A friend of mine is looking for a job.
Is it possible to say 'Has she already found a job?' to mean 'Has she found a job yet?'.
The first question sounds odd to me but I'm not sure if it's incorrect.
'Already' and 'yet' is confusing for Hungarian learners because it's often the same word in our language.
 
  • NLmarkSE

    Senior Member
    Dutch (the Nederlands)
    If you can "Has she already found a job?" It would mean that you are surprised that she has found a job so quickly. You would most likely use it a reply to someone telling you that she has indeed found a job.

    Otherwise you could just say "Has she found a job already?"
     

    AlabamaBoy

    Senior Member
    American English
    'Has she found a job yet? - Varies from neutral to slightly impatient. If you emphasize thet "yet" then it definitely becomes impatient. (Why hasn't she found a job yet?)

    "Has she already found a job?" - It sounds foreign, unless it is used to express surprise (surely not already?) The expectation is that it would have taken longer.
     

    AlabamaBoy

    Senior Member
    American English
    I meant that if you intend it as a real question in which "already" means "yet" it does sound as if a non-native has asked the question.

    If the question is rhetorical, then "already" sounds correct in English. In other words, you would only say this if you already know the answer is "yes" and you are making a comment on how quickly the job was found. (You can also contrive cases in which someone says "she is buying new clothes" and then you ask "Has she already found a job?" but this is a bit advanced for the student.)
     

    PaulQ

    Banned
    UK
    English - England
    Already = in so short a time, etc.
    yet = even in so long a time, etc.

    Has she found a job already? -> Has she found a job in so short a time?
    Has she found a job yet? -> Has she found a job even in so long a time?

    Compare: A husband tells his wife he will go to a store 20km away: After 15 minutes, the husband phones his wife:
    H: "Ok, I'm at the store, did you want some milk?"
    W: "Oh!
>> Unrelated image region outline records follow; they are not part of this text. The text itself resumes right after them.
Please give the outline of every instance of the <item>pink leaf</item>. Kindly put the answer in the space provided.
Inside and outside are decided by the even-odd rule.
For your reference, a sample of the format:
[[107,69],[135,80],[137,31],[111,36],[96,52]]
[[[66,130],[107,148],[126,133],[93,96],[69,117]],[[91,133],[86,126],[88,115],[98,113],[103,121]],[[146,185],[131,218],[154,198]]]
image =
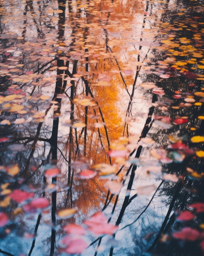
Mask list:
[[0,212],[0,227],[5,226],[9,220],[7,216],[3,212]]
[[88,227],[88,229],[97,235],[107,234],[112,235],[117,231],[118,227],[107,223],[107,220],[101,212],[92,215],[84,223]]
[[126,150],[110,150],[107,155],[111,157],[125,157],[127,153]]
[[186,221],[193,220],[195,217],[195,214],[189,211],[184,211],[180,213],[179,216],[177,218],[177,220]]
[[188,119],[186,118],[177,118],[173,121],[173,123],[175,124],[182,124],[187,123]]
[[21,203],[28,198],[33,198],[35,195],[34,193],[28,193],[26,191],[22,191],[19,189],[15,189],[10,194],[10,197],[18,203]]
[[65,226],[63,229],[68,233],[76,235],[85,235],[86,233],[85,229],[83,227],[74,223]]
[[70,254],[81,254],[88,247],[88,244],[82,238],[66,236],[62,243],[68,245],[65,252]]
[[188,206],[195,208],[197,213],[204,212],[204,203],[195,203],[195,204],[189,204]]
[[175,233],[173,236],[176,238],[195,241],[199,237],[199,232],[196,229],[191,227],[184,227],[181,231]]
[[96,172],[89,169],[84,169],[79,173],[80,177],[81,179],[91,179],[96,175]]

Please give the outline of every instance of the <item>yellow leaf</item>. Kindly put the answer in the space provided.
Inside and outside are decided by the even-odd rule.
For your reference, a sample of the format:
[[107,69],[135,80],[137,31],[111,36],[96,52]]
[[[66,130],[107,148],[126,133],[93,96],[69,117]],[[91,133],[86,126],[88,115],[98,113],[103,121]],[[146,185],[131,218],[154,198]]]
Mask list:
[[57,215],[61,218],[70,218],[76,212],[77,210],[75,208],[64,209],[64,210],[62,210],[58,212]]
[[4,183],[4,184],[2,184],[1,186],[1,189],[6,189],[7,188],[7,187],[9,184],[10,184],[10,183],[9,183],[9,182],[6,182],[6,183]]
[[204,157],[204,151],[203,150],[195,151],[195,154],[199,157]]
[[201,120],[204,120],[204,116],[199,116],[197,118]]
[[10,204],[11,198],[7,196],[5,198],[0,202],[0,207],[7,207]]
[[8,194],[11,194],[11,189],[4,189],[1,192],[1,195],[8,195]]
[[86,125],[83,123],[75,123],[72,126],[73,128],[83,128],[86,127]]
[[11,122],[8,120],[3,120],[0,124],[8,124],[8,125],[10,125],[11,124]]
[[198,97],[204,97],[204,92],[194,92],[194,94]]
[[204,137],[203,136],[194,136],[191,139],[191,140],[194,143],[203,142],[204,141]]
Are you already there?" = Are you there in so short a time?

    Or after 2 hours, the wife phones the husband:
    W:"Are you at the store?"
    H: "No, I'm not there yet, the road is blocked by an accident." = "No, I'm not there even though it has been a long time, ..."
     

    AlabamaBoy

    Senior Member
    American English
    Already = in so short a time, etc.
    yet = even in so long a time, etc.
    I want to caution the OP that this meaning is only in the case where "yet" is used in the answer, not the question. Otherwise this meaning would be very confusing. I believe the OP was interested in "yet" used in the question, because in some Romance languages and Hungarian, still, yet, already and even are frequently the same word and the different meanings are difficult to understand intuitively.

    Here are some further resources.
    http://www.eslconversationquestions.com/grammar/already-ever-yet/
    http://esl.about.com/od/common_mistakes/a/Already-And-Yet.htm
    http://www.bbc.co.uk/worldservice/learningenglish/radio/specials/1139_gramchallenge31/
     

    Truffula

    Senior Member
    English - USA
    Another situation where I would naturally say "Has she already found a job?" rather than "Has she found a job yet?" is if my context for asking is that I have a job I would like to offer to her.